3. Un disque attendu
Peter Gabriel brise avec Up un silence décennal. Ce retour semble placé sous le signe de la dualité, sans jamais réellement savoir ou vouloir choisir, entre passé et modernité, entre douceur et noirceur, entre satire et malaise. Les titres qui composent cet album sont en effet plus ambivalents et multiples les uns que les autres mais, malgré leur variété, possèdent de solides liens et une identité propre qui font la profonde cohérence de l’œuvre.
En termes de construction, deux grands procédés s’affrontent et se mêlent parfois en un même titre : d’un côté, la recherche d’un contraste maximal, comme le prouve « Darkness », entrée en matière alternant passages très violents presque bruitistes, à la voix altérée par de nombreux effets, et passages doux et intimistes, avec un chant plus traditionnel et assez proche de ce que Peter Gabriel a pu fournir par le passé.
De l’autre, et c’est le cas de la majorité des titres, une structuration assez simple, en couplets-refrain, dont l’évolution est toutefois garantie par une montée en puissance parfois très marquée, menée de main de maître suivant un modus operandi toujours sensiblement le même : une accumulation progressive des strates instrumentales produisant un insensible crescendo. Ainsi, les premières minutes de « Sky Blue » ne sont composées que d’une rythmique évanescente coiffée de claviers et d’une basse, avant l’irruption d’une rythmique électronique en ostinato (NdRC : phrase musicale répétée de façon obsédante, « obstiné » – ce qui a donné le nom – permettant d’articuler une œuvre), qui se structure et se complexifie peu à peu, alors que les chœurs se densifient et s’animent.
Une rupture brusque a ensuite lieu, qui introduit une nouvelle ambiance, la seconde partie du morceau étant construite de la même manière que la première. « Signal To Noise » est à cet égard plus original, et sa construction plus heurtée et moins linéaire en fait le titre le plus « progressif » de l’album.
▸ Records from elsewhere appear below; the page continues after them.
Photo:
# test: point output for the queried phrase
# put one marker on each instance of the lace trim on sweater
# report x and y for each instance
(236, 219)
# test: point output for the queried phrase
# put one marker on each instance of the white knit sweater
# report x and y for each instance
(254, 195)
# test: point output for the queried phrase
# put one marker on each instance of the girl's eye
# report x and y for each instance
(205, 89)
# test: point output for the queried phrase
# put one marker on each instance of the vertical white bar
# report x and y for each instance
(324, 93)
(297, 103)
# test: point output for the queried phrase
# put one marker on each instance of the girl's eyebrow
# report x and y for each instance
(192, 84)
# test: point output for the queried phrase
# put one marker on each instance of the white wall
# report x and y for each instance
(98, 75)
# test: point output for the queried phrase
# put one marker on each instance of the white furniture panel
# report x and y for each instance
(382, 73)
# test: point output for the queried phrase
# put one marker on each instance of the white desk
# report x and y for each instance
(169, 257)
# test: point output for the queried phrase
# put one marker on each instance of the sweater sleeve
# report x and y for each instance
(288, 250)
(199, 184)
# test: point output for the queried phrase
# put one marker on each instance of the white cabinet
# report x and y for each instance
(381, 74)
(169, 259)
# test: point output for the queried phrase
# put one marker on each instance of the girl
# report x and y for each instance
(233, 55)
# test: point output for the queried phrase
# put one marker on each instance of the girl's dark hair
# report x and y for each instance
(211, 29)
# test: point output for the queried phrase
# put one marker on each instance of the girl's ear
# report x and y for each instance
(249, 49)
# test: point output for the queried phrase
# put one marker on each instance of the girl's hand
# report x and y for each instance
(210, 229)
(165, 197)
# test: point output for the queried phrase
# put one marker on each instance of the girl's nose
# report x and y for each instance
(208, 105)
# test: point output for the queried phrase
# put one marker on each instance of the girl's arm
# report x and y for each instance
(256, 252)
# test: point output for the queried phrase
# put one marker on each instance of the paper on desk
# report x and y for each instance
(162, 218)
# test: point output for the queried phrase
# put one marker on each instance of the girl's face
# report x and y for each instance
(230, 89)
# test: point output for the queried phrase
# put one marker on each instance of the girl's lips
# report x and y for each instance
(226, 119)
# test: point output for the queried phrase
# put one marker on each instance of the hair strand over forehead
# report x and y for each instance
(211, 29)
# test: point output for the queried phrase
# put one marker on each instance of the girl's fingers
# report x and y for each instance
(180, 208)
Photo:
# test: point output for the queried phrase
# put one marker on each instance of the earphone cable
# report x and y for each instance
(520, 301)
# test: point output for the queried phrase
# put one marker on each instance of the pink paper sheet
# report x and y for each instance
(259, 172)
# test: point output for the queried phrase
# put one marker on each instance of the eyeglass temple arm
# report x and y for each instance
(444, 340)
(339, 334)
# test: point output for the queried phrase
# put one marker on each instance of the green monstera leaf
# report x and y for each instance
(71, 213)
De même, l’instrumentation reste toujours plus ou moins la même : rythmiques naturelles ou programmation, guitares sauf exception (« Darkness ») assez légère et discrète, basse souvent chaude, parfois groovy (« The Barry Williams Show » ou le titre bonus « Burn You Up, Burn You Down »), et surtout, les claviers et le piano occupent une place importante, tant en termes d’ambiances que dans un rôle de soutien au chant.
Cependant, cette forte identité de Up ne l’empêche pas de présenter d’importants contrastes et des ambiances très variées. L’album oscille en effet entre l’inquiétude, la douleur, le malaise (« Darkness », la ‘prière païenne’ « I Grieve », « My Head Sounds Like That ») et la sérénité (« Growing Up », fin de « I Grieve », « The Drop »), sans oublier un aspect satirique et grinçant (« The Barry Williams Show ») prononcé, preuve que Peter Gabriel n’a perdu ni son idéalisme, ni sa capacité à cerner les travers de ses contemporains. La dualité des ambiances se retrouve parfois à l’intérieur même de chaque titre, « Darkness » en étant une fois encore la preuve paroxysmique. Chose curieuse toutefois, ces ambiances particulières et presque palpables font assez souvent penser à Chroma Key (« Growing Up », « I Grieve », « My Head Sounds Like That »).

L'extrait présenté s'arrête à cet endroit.